Debbie Falconer
University of Cambridge
Title: Case Report: A Deadly Crossing- Time to Burn the Bridge
Biography
Biography: Debbie Falconer
Abstract
Abstract
Background:
Myocardial bridges are congenital anomalies. When a segment of an epicardial artery courses intramyocardially, the muscle overlying it forms the "myocardial bridge”. This case highlights the important of multi-modality imaging in diagnosing and planning treatment for patients with myocardial bridges.
Case Summary:
33-year-old previously healthy male, with no significant family history, was admitted after an out-of- hospital VF arrest that occurred whilst running. The patient recalls light-headedness immediately before collapsing. ROSC was achieved after 1 shock with subsequent normal GCS. Initial ECG (figure 1) showed benign early repolarization in V1-4. Coronary angiography revealed myocardial bridging affecting a 2cm portion of the left anterior descending artery, with atherosclerotic plaque proximal to the bridge.
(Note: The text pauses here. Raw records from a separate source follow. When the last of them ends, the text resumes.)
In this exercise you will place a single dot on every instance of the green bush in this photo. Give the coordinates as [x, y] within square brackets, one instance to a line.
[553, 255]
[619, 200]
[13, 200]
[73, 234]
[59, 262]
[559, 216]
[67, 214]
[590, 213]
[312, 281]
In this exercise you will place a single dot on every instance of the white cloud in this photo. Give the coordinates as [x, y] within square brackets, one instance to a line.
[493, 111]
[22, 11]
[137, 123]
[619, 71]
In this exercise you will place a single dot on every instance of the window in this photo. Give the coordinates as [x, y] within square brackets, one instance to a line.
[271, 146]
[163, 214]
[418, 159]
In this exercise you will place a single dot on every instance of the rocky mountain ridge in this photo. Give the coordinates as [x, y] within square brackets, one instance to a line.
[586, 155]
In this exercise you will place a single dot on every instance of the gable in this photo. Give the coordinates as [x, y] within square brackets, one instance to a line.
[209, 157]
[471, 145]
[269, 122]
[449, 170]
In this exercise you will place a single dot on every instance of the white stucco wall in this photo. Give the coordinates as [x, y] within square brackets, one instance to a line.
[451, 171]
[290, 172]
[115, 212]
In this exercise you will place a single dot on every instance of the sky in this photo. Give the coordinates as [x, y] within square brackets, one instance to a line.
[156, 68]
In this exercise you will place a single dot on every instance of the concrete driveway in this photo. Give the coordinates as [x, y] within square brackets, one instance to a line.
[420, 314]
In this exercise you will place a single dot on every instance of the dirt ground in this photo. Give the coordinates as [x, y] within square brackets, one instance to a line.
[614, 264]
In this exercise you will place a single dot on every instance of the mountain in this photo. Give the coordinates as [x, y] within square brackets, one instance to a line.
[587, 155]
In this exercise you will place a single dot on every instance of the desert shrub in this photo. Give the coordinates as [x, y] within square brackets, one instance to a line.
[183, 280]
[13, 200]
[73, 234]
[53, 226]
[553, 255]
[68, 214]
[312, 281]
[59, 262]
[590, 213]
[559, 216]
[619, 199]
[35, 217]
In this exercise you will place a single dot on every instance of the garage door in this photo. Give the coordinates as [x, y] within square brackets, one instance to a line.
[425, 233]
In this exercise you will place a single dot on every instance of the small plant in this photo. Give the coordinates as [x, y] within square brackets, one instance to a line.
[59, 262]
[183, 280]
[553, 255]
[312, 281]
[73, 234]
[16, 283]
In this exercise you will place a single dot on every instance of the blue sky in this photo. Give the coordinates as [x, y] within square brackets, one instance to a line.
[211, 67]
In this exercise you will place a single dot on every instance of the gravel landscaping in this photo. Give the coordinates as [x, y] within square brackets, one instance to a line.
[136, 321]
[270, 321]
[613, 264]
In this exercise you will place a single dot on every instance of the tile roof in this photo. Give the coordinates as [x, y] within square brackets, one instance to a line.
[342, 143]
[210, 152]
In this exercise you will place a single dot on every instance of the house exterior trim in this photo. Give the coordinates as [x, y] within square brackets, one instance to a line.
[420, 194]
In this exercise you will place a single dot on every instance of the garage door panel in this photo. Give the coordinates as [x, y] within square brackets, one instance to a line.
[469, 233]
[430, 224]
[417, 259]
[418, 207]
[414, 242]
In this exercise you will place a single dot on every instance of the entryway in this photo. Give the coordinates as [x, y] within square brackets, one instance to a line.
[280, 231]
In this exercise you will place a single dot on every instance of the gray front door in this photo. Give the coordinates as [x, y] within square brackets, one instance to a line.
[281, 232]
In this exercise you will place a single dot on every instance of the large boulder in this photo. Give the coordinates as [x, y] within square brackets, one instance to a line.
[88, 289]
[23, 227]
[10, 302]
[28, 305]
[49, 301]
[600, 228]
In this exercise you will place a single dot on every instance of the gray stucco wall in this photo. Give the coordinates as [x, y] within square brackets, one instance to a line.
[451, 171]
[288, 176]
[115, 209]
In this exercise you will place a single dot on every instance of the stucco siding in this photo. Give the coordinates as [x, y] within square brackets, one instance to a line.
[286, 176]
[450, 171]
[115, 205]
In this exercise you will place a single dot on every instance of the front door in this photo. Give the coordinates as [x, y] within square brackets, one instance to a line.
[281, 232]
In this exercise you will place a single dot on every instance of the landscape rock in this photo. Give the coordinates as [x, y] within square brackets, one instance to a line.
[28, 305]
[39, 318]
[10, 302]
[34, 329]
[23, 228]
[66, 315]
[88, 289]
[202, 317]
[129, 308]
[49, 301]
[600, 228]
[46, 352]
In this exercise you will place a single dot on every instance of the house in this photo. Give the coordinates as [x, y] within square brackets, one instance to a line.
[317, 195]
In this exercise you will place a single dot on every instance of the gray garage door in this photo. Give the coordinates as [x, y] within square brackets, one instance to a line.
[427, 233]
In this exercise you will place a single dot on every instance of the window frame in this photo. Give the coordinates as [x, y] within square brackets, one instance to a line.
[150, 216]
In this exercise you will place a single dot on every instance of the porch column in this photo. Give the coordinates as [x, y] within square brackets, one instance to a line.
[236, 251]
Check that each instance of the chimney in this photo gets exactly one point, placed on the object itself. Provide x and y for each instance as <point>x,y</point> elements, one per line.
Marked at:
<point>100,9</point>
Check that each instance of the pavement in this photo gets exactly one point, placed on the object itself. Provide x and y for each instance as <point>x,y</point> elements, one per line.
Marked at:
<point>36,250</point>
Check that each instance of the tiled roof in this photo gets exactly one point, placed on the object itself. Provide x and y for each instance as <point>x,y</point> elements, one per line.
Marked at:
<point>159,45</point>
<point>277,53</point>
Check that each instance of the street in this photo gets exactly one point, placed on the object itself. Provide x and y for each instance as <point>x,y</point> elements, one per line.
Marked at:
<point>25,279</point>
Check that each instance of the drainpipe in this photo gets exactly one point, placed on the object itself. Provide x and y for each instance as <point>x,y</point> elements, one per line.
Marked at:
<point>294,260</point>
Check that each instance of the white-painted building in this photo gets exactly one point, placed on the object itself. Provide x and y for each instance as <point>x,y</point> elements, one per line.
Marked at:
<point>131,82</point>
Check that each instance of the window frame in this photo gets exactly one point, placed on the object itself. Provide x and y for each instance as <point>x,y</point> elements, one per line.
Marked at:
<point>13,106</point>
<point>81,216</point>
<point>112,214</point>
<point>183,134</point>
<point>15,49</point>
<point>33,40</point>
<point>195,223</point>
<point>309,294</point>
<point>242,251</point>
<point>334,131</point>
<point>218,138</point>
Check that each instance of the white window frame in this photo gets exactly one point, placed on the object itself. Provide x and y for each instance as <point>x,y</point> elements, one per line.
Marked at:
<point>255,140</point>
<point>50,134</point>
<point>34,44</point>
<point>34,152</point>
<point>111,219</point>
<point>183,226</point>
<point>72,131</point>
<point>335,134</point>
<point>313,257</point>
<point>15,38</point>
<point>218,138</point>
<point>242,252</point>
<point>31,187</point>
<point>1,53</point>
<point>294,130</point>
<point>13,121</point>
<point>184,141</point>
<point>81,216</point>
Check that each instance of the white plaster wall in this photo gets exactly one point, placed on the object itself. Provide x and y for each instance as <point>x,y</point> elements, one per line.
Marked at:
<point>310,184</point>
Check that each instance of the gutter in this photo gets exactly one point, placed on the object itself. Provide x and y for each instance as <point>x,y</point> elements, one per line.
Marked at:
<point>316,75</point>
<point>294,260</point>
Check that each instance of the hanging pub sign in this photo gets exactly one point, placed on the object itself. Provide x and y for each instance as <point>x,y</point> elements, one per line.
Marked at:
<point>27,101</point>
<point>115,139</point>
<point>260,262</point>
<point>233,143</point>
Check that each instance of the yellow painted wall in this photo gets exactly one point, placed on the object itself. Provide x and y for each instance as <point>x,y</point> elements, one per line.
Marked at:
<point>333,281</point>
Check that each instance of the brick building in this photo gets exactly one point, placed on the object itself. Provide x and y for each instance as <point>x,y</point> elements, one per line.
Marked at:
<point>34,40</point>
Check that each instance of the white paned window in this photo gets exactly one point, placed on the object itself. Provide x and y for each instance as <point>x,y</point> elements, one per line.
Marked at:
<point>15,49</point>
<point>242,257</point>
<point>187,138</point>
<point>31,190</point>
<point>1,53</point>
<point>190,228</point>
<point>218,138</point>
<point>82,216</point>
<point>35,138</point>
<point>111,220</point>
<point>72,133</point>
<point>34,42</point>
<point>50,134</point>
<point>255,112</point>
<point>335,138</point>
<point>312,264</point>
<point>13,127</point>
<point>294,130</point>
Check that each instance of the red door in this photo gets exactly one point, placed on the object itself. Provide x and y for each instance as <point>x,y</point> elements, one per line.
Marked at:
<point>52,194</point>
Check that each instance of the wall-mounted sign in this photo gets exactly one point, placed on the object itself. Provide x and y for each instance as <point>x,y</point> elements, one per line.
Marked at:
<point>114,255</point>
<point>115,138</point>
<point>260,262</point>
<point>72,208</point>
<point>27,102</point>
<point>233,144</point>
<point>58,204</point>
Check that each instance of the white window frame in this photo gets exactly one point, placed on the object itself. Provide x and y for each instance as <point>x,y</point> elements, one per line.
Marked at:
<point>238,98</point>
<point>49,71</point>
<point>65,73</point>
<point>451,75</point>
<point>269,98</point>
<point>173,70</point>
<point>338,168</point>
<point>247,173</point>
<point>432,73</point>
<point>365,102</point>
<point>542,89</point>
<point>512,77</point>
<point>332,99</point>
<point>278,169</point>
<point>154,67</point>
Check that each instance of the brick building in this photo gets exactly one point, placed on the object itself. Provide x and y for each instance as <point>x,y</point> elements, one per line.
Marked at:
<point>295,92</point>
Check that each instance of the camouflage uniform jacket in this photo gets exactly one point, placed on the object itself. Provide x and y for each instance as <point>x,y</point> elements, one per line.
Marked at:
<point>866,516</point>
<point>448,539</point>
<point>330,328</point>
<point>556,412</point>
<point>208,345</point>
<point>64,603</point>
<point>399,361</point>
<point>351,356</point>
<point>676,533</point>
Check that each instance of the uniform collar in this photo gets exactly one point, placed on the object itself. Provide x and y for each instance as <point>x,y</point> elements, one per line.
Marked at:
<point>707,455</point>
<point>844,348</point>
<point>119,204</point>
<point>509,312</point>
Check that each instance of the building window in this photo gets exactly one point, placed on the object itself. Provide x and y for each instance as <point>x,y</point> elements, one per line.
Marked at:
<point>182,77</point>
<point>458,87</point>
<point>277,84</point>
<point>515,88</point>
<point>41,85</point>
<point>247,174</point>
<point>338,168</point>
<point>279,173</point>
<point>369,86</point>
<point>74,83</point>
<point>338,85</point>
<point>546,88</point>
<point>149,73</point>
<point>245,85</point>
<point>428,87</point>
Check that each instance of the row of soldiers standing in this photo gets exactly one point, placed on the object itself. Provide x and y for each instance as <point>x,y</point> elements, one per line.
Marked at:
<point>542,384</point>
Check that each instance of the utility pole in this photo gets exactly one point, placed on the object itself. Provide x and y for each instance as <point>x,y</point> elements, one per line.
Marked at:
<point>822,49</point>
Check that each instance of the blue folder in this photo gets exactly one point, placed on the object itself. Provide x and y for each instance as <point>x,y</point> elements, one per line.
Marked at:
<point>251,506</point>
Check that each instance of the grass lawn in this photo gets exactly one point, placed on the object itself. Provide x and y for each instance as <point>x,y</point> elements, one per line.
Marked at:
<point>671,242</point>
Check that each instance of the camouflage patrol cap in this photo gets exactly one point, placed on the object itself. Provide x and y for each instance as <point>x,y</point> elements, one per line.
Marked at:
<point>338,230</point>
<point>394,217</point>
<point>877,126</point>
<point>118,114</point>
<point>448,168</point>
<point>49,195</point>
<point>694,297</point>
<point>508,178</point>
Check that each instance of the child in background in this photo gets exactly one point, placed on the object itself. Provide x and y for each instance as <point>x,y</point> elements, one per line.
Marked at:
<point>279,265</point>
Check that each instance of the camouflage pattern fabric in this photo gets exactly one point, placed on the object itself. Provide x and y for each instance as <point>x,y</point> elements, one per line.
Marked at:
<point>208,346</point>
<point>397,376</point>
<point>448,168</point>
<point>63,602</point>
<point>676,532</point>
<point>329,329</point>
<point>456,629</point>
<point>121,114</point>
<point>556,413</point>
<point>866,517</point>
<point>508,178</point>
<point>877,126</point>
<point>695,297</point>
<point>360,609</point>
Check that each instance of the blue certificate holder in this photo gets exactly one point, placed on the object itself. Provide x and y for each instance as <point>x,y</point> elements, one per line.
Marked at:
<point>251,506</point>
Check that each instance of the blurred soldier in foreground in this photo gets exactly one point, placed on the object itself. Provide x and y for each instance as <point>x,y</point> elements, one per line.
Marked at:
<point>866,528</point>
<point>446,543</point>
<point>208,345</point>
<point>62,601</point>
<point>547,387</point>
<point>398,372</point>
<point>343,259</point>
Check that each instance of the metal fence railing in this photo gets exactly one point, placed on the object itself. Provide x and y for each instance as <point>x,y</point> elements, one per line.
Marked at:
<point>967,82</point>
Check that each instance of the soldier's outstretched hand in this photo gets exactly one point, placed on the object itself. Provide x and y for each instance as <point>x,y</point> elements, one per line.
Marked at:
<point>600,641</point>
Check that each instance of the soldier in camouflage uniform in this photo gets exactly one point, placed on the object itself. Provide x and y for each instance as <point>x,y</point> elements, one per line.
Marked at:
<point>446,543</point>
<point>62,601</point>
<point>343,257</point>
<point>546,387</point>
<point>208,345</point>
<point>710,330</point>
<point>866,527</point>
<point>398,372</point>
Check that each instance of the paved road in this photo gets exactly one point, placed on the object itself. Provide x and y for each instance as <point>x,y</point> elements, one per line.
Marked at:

Resting echocardiogram and non-perfusion CMR were normal. However, exercise TTE demonstrated marked LAD territory hypokinesis and apical ballooning Figures 2 and 3) at peak exercise accompanied by ST elevation in V3-V6. After multidisciplinary discussions the patient was offered single-vessel CABG with LIMA to the LAD, but he declined. Fully informed of the risks, he opted instead for medical management and will further consider the need for surgical intervention in the future.
Discussion:
Management of patients with symptomatic bridges remains controversial due to the absence of prospective multi-centre data.. First line pharmacological therapy is with beta-blockers +/- calcium channel blockers. Revascularisation by intracoronary stent placement can be done, but complications include in-stent restenosis. Surgical options include bridge myectomy and bypass grafting. There is currently no data confirming which approach leads to the best outcome.